# 4. Duplicate records

## Processing

Duplicates can represent a massive problem for the training of a Machine Learning model. In a lot of cases it is recommend to drop the duplicate records, unless, they are one of the behaviors being modeled and their presence provides in fact relevant information for the use-case being explored.

For the particular pipeline we are exploring, credit scoring, the presence of duplicates can lead to:

- Overfit of the model to training data which leads to a poor generalization in production systems. Biased models are something that can be dangerous, particularly, for the example use case we are exploring;
- Duplicates can also lead to information leakage between validation and training sets. If the same point is splitted between the training and validation, this will increase in validation performance of the model

For this particular dataset, the presence of duplicates is rather small, nevertheless, we will compare our scoring model performance before and after the duplicates drop.

### Import the needed packages

In [9]:
import os

import pickle 

import pandas as pd

In [10]:
prep = pickle.load(open('prep_parameters.pkl', 'rb'))

## Identify the number of duplicates

In [11]:
## Read the data from the last pipeline step
train_data = pd.read_csv('prep_traindata.csv', index_col=[0])

In [12]:
n_duplicates = train_data[train_data.duplicated()].shape[0]

In [13]:
try:
    drop = int(os.getenv('DROP'))
except:
    drop = 1

In [14]:
if drop and n_duplicates>0:
    prep_data = train_data.drop_duplicates()
    prep['Drop Duplicates'] = 1
else:
    prep_data=train_data
    prep['Drop Duplicates'] = 0

## Outputs

In [15]:
prep_data.to_csv('prep_traindata.csv')

pickle.dump(prep, open('prep_parameters.pkl', 'wb'))

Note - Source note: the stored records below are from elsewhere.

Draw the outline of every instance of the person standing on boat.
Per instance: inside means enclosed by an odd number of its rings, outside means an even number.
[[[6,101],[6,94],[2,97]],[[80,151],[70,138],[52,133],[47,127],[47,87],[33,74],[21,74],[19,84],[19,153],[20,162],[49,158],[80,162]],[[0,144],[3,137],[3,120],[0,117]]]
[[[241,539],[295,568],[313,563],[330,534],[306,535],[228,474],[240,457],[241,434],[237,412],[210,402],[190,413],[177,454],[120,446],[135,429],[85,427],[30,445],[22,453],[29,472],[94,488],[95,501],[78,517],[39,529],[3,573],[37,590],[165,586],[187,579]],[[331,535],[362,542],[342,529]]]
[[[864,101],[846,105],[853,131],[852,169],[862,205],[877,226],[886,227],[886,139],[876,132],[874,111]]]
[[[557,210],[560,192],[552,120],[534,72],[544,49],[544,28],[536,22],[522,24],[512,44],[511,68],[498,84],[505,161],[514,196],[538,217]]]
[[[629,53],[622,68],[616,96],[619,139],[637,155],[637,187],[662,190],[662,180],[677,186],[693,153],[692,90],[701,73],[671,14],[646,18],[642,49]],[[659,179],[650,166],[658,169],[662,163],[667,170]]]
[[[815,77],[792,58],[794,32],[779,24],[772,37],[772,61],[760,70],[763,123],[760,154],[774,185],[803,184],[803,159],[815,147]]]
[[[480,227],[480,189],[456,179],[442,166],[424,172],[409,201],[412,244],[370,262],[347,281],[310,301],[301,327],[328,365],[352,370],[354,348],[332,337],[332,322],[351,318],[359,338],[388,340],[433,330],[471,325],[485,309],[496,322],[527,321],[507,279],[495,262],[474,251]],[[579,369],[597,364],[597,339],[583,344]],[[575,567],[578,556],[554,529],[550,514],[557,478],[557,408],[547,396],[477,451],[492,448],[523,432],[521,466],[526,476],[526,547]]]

### Creating the pipeline step outputs

In [16]:
import json
metadata = {
    'outputs' : [
        {
      'type': 'markdown',
      'storage': 'inline',
      'source': f'## **Drop duplicates:** {bool(drop)}',
        }, 
        {
      'type': 'markdown',
      'storage': 'inline',
      'source': f'## **Number of duplicates:** {n_duplicates}',
        },
    ]
  }

with open('mlpipeline-ui-metadata.json', 'w') as metadata_file:
    json.dump(metadata, metadata_file)